Datasets & Visualisation
Image Selection
The app currently works with the following image types:
raw
numpy (.npy)
metaimage (.mha or .mhd but only uncompressed mha files)
TIFF stacks
You will need to select a reference and a correlate image. These must have the same dimensionality. Then click View Image. If you have chosen a raw image file then you will be asked for some extra information about the file:
It is assumed that the info is the same for both the reference and correlate image. The image shown on the viewer will most likely be down-sampled (depending on the settings – see the Viewer Settings section), but the original, un-sampled image file will be used for running the DVC analysis.
Image Viewers
The app uses the CILViewer for the 2D and 3D image display. Both viewers show the reference image, and are linked, so will show the same orientation and slice number. By default, the volume render is switched off on the 3D viewer, but to toggle it on/off, click on the 3D viewer and press v.
To view all of the interactions for the viewers, click on one of the viewers and press h on your keyboard. Note that the interactions for each viewer differ slightly, so check them for both the 2D and 3D viewer. The interactions for the viewers are as follows (correct as of version >=24.1.0 of the CILViewer).
2D Viewer Interactions
Mouse Interactions:
Slice: Mouse Scroll
Quick Slice: Shift + Mouse Scroll
Zoom: Shift + Right Mouse + Move Up/Down
Pan: Ctrl + Right Mouse + Move
Adjust Window: Alt+ Right Mouse + Move Up/Down
Adjust Level: Alt + Right Mouse + Move Left/Right
Keyboard Interactions:
h: This help
x: YZ Plane
y: XZ Plane
z: XY Plane
a: Whole image Auto Window/Level
w: Region around cursor Auto Window/Level
l: Line Profile at cursor
s: Save Current Image
i: toggle interpolation of slice
3D Viewer Interactions
Mouse Interactions:
Slice: Mouse Scroll
Zoom: Right Mouse + Move Up/Down
Pan: Middle Mouse Button + Move or Shift + Left Mouse + Move
Adjust Camera: Left Mouse + Move
Rotate: Ctrl + Left Mouse + Move
Keyboard Interactions:
h: Display this help
x: YZ Plane
y: XZ Plane
z: XY Plane
r: Save render to current_render.png
s: Toggle visibility of slice
v: Toggle visibility of volume render
c: Activates volume render clipping plane widget
a: Whole image Auto Window/Level
Viewer Settings
The viewer settings panel shows how much the image has been down-sampled:
If it has been down-sampled, the image will be interpolated, but you can turn this off by clicking on the viewer and then pressing i. It shows the Loaded Image Size and the Displayed Image Size. The displayed image size is the size of the image shown on the viewer, in this case it has been down-sampled. The Loaded Image Size is the original size of your chosen image. You can choose to display the viewer coordinates in the loaded image or the down-sampled image. This will change how the slices and coordinates are labelled in the corner annotation of the 2D viewer. If the image has not been down-sampled then it will only display the Loaded Image Size which is the size of the image you selected.
Downsampling Settings
Under File->Settings you can set the maximum down-sampled size of the image, which limits how heavily the image is down-sampled. The settings appear as below:
For the volume render on the 3D viewer, it is recommended to use GPU volume rendering, otherwise the render will be very slow. You will need to set the memory of your GPU for this. If the memory of your GPU is lower than the maximum down-sampling size you have set, then it will be the size of your GPU that dictates how much the image will be down-sampled if you choose to use the GPU for volume rendering. You will have to click View Image on the Select Image panel to update the down-sampling of the image once you have saved the new settings.

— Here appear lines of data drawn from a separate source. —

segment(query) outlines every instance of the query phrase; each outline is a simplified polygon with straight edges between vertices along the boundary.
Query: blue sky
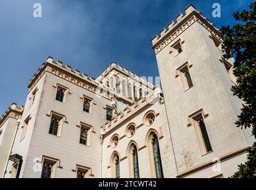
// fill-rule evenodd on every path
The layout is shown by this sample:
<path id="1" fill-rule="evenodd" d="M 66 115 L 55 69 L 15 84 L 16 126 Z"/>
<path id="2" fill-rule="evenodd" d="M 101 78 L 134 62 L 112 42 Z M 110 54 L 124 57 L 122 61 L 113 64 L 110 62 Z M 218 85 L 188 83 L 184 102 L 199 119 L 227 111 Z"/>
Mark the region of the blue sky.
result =
<path id="1" fill-rule="evenodd" d="M 251 1 L 1 0 L 0 115 L 25 103 L 29 81 L 48 56 L 97 77 L 115 61 L 140 76 L 158 76 L 150 39 L 192 3 L 217 27 Z M 33 17 L 34 4 L 42 17 Z M 213 18 L 213 3 L 221 17 Z"/>

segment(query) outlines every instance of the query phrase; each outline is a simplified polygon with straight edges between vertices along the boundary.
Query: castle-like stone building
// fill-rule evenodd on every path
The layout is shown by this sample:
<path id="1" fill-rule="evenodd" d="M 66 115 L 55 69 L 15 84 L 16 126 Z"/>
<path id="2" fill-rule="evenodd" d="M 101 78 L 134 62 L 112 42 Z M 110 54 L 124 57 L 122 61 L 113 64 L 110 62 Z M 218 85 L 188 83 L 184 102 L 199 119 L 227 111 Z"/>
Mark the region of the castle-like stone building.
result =
<path id="1" fill-rule="evenodd" d="M 234 124 L 233 59 L 190 5 L 152 40 L 162 89 L 116 63 L 97 78 L 48 57 L 0 119 L 1 178 L 226 178 L 254 139 Z"/>

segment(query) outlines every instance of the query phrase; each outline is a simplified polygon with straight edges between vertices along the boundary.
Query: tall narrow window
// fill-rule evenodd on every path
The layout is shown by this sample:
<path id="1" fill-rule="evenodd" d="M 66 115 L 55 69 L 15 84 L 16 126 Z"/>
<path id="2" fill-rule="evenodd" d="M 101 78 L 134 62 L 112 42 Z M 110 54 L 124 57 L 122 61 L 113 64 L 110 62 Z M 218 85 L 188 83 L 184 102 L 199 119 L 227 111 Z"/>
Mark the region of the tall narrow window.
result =
<path id="1" fill-rule="evenodd" d="M 193 86 L 192 81 L 191 80 L 190 74 L 189 74 L 189 69 L 187 69 L 184 72 L 184 75 L 187 80 L 187 86 L 189 88 L 191 88 Z"/>
<path id="2" fill-rule="evenodd" d="M 138 90 L 137 86 L 134 86 L 133 88 L 133 93 L 134 94 L 135 102 L 138 102 Z"/>
<path id="3" fill-rule="evenodd" d="M 120 94 L 120 78 L 119 77 L 116 78 L 116 93 Z"/>
<path id="4" fill-rule="evenodd" d="M 87 145 L 88 129 L 81 128 L 80 132 L 80 144 Z"/>
<path id="5" fill-rule="evenodd" d="M 123 80 L 122 83 L 122 93 L 124 97 L 127 97 L 127 84 L 124 80 Z"/>
<path id="6" fill-rule="evenodd" d="M 76 178 L 86 178 L 89 176 L 89 170 L 91 169 L 84 166 L 77 167 Z"/>
<path id="7" fill-rule="evenodd" d="M 50 134 L 54 135 L 57 135 L 59 123 L 60 119 L 54 117 L 52 118 L 49 130 Z"/>
<path id="8" fill-rule="evenodd" d="M 113 110 L 109 107 L 107 107 L 107 120 L 111 121 L 112 119 Z"/>
<path id="9" fill-rule="evenodd" d="M 143 94 L 143 93 L 142 91 L 142 88 L 140 88 L 140 99 L 142 98 Z"/>
<path id="10" fill-rule="evenodd" d="M 189 68 L 192 66 L 192 65 L 189 64 L 189 62 L 187 62 L 177 69 L 177 74 L 176 77 L 180 75 L 183 84 L 184 90 L 185 91 L 193 87 L 193 83 L 189 72 Z"/>
<path id="11" fill-rule="evenodd" d="M 128 83 L 128 96 L 129 99 L 132 99 L 132 85 L 129 83 Z"/>
<path id="12" fill-rule="evenodd" d="M 114 87 L 114 81 L 113 80 L 112 77 L 110 77 L 110 88 L 113 88 Z"/>
<path id="13" fill-rule="evenodd" d="M 44 163 L 42 170 L 41 178 L 51 178 L 52 169 L 53 166 L 51 163 Z"/>
<path id="14" fill-rule="evenodd" d="M 61 102 L 63 102 L 64 100 L 64 90 L 62 88 L 58 88 L 58 90 L 57 90 L 57 94 L 56 94 L 56 100 L 58 100 Z"/>
<path id="15" fill-rule="evenodd" d="M 20 137 L 20 141 L 22 141 L 25 138 L 26 133 L 27 132 L 27 126 L 29 125 L 29 119 L 30 116 L 29 116 L 24 121 L 24 125 L 22 126 L 22 133 L 21 137 Z"/>
<path id="16" fill-rule="evenodd" d="M 31 94 L 30 103 L 29 104 L 29 107 L 31 106 L 32 105 L 33 105 L 33 104 L 34 103 L 35 98 L 36 97 L 36 93 L 37 90 L 38 90 L 37 88 L 36 90 L 35 90 Z"/>
<path id="17" fill-rule="evenodd" d="M 90 147 L 92 131 L 93 131 L 92 126 L 83 122 L 80 122 L 79 143 Z"/>
<path id="18" fill-rule="evenodd" d="M 115 162 L 116 178 L 120 178 L 120 160 L 118 156 L 116 156 Z"/>
<path id="19" fill-rule="evenodd" d="M 205 122 L 202 118 L 200 118 L 198 121 L 198 125 L 200 127 L 200 131 L 202 134 L 202 137 L 203 138 L 203 142 L 205 146 L 205 149 L 207 153 L 210 152 L 212 150 L 210 141 L 209 140 L 208 135 L 207 134 L 206 128 L 205 128 Z"/>
<path id="20" fill-rule="evenodd" d="M 87 99 L 84 99 L 84 112 L 90 113 L 90 106 L 91 102 Z"/>
<path id="21" fill-rule="evenodd" d="M 161 156 L 160 154 L 158 138 L 156 134 L 152 138 L 153 154 L 154 156 L 155 168 L 157 178 L 163 178 L 163 169 L 162 167 Z"/>
<path id="22" fill-rule="evenodd" d="M 140 178 L 138 163 L 138 152 L 136 146 L 133 147 L 132 150 L 133 172 L 134 178 Z"/>
<path id="23" fill-rule="evenodd" d="M 13 167 L 11 168 L 11 178 L 16 178 L 18 164 L 19 164 L 18 162 L 13 164 Z"/>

Setting the number of threads for the DVC analysis
Under File->Settings you can set the number of threads to be used during DVC analysis, with the “OMP threads” input.
We observed that you should not exceed half of the number of cores of your machine (especially if hyperthreading is active). In any case, it seems that exceeding 16 threads leads to a slowdown of the analysis probably due to issues accessing data (because of CPU’s cache memory and/or I/O).